# Collar lights/Light up collars?



## Kris Dow (Jun 15, 2008)

In the summer, we often walk the dogs after it's dark, because it's cooler. In the winter, it gets dark pretty early, so again, often walking at night. Pirate is mostly black. Can you see a potential problem? 

I do walk him on a long line a lot of the time, so he's not scampering around willy-nilly, but I would also like to improve his visibility, both so it's a little easier for me to keep track of exactly where he is, and also so if he was to get loose or a car come up on us unexpectedly (some of our local streets don't have sidewalks) he'll be more likely to be seen.

I got a Visiglo collar for him about 3 weeks ago, and put fresh batteries in it, but it's died already. I'm a bit unimpressed with the performance, and I'm wondering if there's a better option. 

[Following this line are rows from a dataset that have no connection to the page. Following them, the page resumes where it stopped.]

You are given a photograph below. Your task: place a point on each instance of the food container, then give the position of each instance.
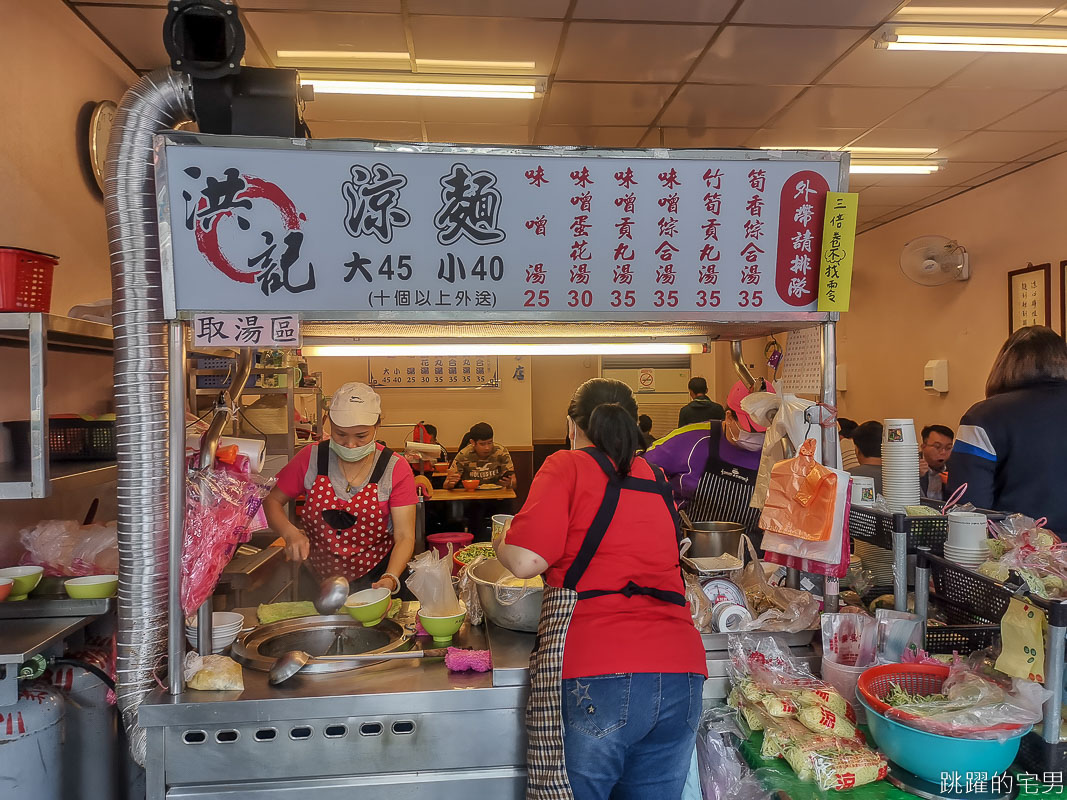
(712, 540)
(522, 614)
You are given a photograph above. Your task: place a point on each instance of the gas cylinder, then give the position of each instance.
(91, 755)
(31, 733)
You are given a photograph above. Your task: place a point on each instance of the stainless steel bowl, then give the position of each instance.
(520, 616)
(712, 540)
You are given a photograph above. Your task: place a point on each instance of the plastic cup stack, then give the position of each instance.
(900, 464)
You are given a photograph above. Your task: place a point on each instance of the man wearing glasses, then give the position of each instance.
(934, 453)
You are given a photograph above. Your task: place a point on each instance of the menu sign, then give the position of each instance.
(464, 234)
(433, 372)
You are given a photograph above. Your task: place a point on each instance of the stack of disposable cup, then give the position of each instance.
(900, 464)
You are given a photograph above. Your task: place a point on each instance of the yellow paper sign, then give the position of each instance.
(1022, 635)
(839, 246)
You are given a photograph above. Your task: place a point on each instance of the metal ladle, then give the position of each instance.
(332, 595)
(291, 662)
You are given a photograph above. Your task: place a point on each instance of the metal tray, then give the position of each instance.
(35, 608)
(720, 641)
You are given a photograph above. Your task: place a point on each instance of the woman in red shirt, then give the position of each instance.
(619, 668)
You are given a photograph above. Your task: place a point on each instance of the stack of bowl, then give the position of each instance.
(900, 464)
(967, 543)
(225, 626)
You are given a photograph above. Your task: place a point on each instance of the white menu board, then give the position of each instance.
(465, 233)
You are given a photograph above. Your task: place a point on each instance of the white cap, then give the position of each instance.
(354, 404)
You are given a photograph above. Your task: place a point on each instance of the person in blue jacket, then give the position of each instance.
(1010, 449)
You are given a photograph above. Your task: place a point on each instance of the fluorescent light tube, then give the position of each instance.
(890, 169)
(577, 348)
(420, 89)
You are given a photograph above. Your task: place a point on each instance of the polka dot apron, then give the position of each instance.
(356, 550)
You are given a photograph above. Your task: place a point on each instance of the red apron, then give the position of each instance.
(356, 550)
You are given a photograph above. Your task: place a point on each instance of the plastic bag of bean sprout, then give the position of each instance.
(220, 506)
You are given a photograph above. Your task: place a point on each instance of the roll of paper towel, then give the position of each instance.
(254, 449)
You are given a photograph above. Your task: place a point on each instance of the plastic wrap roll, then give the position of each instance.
(253, 449)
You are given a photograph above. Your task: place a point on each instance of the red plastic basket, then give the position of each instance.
(26, 280)
(914, 678)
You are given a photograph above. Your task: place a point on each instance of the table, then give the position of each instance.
(457, 495)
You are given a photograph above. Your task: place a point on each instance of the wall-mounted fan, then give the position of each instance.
(932, 260)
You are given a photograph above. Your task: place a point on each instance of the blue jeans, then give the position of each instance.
(630, 736)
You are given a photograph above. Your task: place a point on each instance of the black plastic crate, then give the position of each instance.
(1039, 757)
(962, 639)
(68, 440)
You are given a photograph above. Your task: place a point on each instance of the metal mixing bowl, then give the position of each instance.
(712, 540)
(520, 616)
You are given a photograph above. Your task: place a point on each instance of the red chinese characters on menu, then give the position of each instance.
(800, 238)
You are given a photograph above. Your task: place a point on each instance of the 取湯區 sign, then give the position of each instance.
(459, 234)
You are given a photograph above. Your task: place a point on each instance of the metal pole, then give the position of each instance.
(901, 570)
(923, 589)
(1053, 682)
(176, 520)
(829, 365)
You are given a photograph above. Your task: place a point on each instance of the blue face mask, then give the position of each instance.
(352, 453)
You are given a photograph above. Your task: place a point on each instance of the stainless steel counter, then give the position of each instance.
(391, 726)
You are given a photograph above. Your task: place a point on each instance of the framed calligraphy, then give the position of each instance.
(1029, 297)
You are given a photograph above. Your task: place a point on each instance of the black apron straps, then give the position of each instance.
(322, 453)
(602, 522)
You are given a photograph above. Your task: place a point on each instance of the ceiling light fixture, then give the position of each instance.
(889, 168)
(1022, 38)
(462, 349)
(410, 88)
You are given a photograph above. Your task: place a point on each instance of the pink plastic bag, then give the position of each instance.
(220, 505)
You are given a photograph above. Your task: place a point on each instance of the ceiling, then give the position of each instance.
(679, 74)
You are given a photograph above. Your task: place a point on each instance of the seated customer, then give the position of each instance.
(481, 459)
(934, 456)
(868, 441)
(700, 409)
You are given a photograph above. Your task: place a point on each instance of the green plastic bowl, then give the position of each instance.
(26, 579)
(368, 606)
(443, 628)
(92, 587)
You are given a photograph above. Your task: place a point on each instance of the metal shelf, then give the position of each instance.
(16, 483)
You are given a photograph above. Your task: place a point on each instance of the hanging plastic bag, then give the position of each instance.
(777, 608)
(431, 582)
(220, 507)
(800, 500)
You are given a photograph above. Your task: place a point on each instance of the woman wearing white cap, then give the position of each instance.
(359, 515)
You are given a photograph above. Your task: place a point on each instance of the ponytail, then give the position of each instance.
(615, 432)
(606, 412)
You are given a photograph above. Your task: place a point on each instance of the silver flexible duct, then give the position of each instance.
(157, 101)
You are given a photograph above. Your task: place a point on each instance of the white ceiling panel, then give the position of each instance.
(604, 104)
(989, 12)
(605, 51)
(382, 131)
(791, 138)
(1012, 70)
(137, 33)
(866, 66)
(543, 9)
(700, 106)
(661, 11)
(1048, 113)
(745, 54)
(845, 107)
(487, 38)
(347, 32)
(600, 137)
(961, 109)
(466, 133)
(838, 13)
(999, 145)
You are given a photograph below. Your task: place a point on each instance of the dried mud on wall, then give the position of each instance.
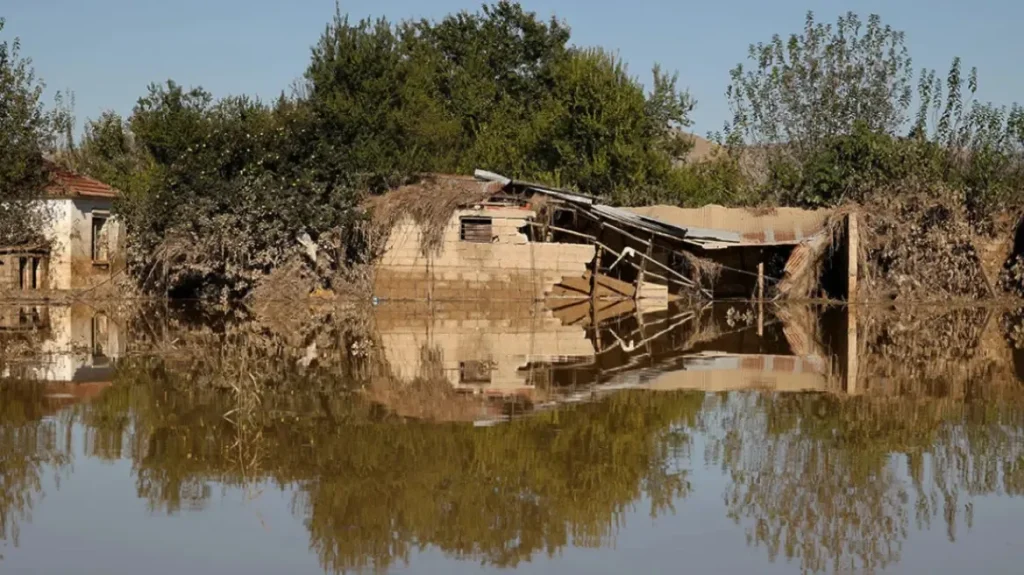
(508, 268)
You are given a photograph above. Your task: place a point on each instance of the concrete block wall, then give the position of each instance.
(509, 340)
(508, 268)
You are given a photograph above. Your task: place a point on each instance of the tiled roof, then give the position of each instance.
(69, 184)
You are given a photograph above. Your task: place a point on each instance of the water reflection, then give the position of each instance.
(837, 432)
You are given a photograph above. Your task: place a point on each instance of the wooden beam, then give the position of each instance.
(643, 269)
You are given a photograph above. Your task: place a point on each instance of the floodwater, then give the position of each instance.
(454, 439)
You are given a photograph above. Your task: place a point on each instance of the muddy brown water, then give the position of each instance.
(464, 439)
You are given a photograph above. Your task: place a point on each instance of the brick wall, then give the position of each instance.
(508, 268)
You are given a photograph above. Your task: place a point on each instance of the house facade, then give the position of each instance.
(85, 239)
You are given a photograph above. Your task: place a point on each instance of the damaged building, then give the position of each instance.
(505, 239)
(83, 239)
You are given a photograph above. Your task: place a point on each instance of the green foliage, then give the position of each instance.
(821, 119)
(218, 191)
(821, 83)
(28, 131)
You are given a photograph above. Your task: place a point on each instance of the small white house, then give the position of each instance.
(85, 245)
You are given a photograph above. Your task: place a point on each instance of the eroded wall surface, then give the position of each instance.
(72, 265)
(509, 267)
(475, 347)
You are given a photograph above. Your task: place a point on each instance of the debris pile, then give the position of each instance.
(922, 248)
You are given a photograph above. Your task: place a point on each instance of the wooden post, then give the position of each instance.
(852, 387)
(761, 280)
(852, 249)
(643, 269)
(761, 294)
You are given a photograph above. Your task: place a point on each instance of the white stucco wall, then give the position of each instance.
(71, 229)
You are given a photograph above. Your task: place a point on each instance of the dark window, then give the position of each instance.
(100, 241)
(474, 371)
(475, 229)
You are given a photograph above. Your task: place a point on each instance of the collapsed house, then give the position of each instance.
(505, 239)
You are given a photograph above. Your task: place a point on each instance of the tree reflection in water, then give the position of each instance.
(33, 441)
(372, 487)
(828, 481)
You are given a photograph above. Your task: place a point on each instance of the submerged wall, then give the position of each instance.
(479, 347)
(468, 267)
(72, 264)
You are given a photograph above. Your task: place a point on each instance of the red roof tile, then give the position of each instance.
(69, 184)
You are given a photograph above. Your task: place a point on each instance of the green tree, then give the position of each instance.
(28, 131)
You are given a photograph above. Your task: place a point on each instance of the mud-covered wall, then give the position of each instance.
(510, 267)
(72, 265)
(498, 340)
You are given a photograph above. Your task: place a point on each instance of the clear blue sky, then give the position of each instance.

Does anyone have any experience with light up collars or clip on collar lights or other methods of increasing visibility? I don't mind at all something that has to be put on before a walk and removed afterwards, rather than staying on him at all times, as long as it's a relatively quick process.


----------



## Nancy Jocoy (Apr 19, 2006)

The auroralites collar goes a long time on a battery but the batteries are expensive and I don't like the batter pouch but it is about the brightest thing out there.


----------



## Howard Knauf (May 10, 2008)

A local pet conglomerate donated a basket of stuff to our handlers. Inside was a clip on globe that had an on/off switch which caused the globe to blink and was very visible. We used them when doing off lead area searches at night to keep tabs on the dogs. They worked pretty good, especially for free. I don't think they were that expensive to begin with though.

Howard


----------



## Jennifer Coulter (Sep 18, 2007)

A recent thread on the subject:

http://www.workingdogforum.com/vBulletin/f30/lighted-dog-collar-ratings-7329/


----------



## Terry Fisk (Jul 26, 2007)

I have a clip on devise on my agility leash (because I drop it in the grass and can't find the darn thing, sucks to get old and blind) called a Pet Blinker here is an example http://www.worldpetstore.com/petblinkers.html


----------



## Kris Dow (Jun 15, 2008)

Jennifer Coulter said:


> A recent thread on the subject:
> 
> http://www.workingdogforum.com/vBulletin/f30/lighted-dog-collar-ratings-7329/


You know, I even READ that thread. Duh.

Sorry for the brain dead moment.


----------



## James Larkey (Sep 2, 2007)

Kris Dow said:


> Does anyone have any experience with light up collars or clip on collar lights or other methods of increasing visibility? I don't mind at all something that has to be put on before a walk and removed afterwards, rather than staying on him at all times, as long as it's a relatively quick process.


Hey Kris,

This alternative leather belt material is now available in Flourescent Orange with a 3M Reflective tape embedded and even better...Green Glow in the Dark! Ten minutes under a flourescent light and the material will glow for up to eight hours and still be visible in the woods! This material has many advantages over leather. 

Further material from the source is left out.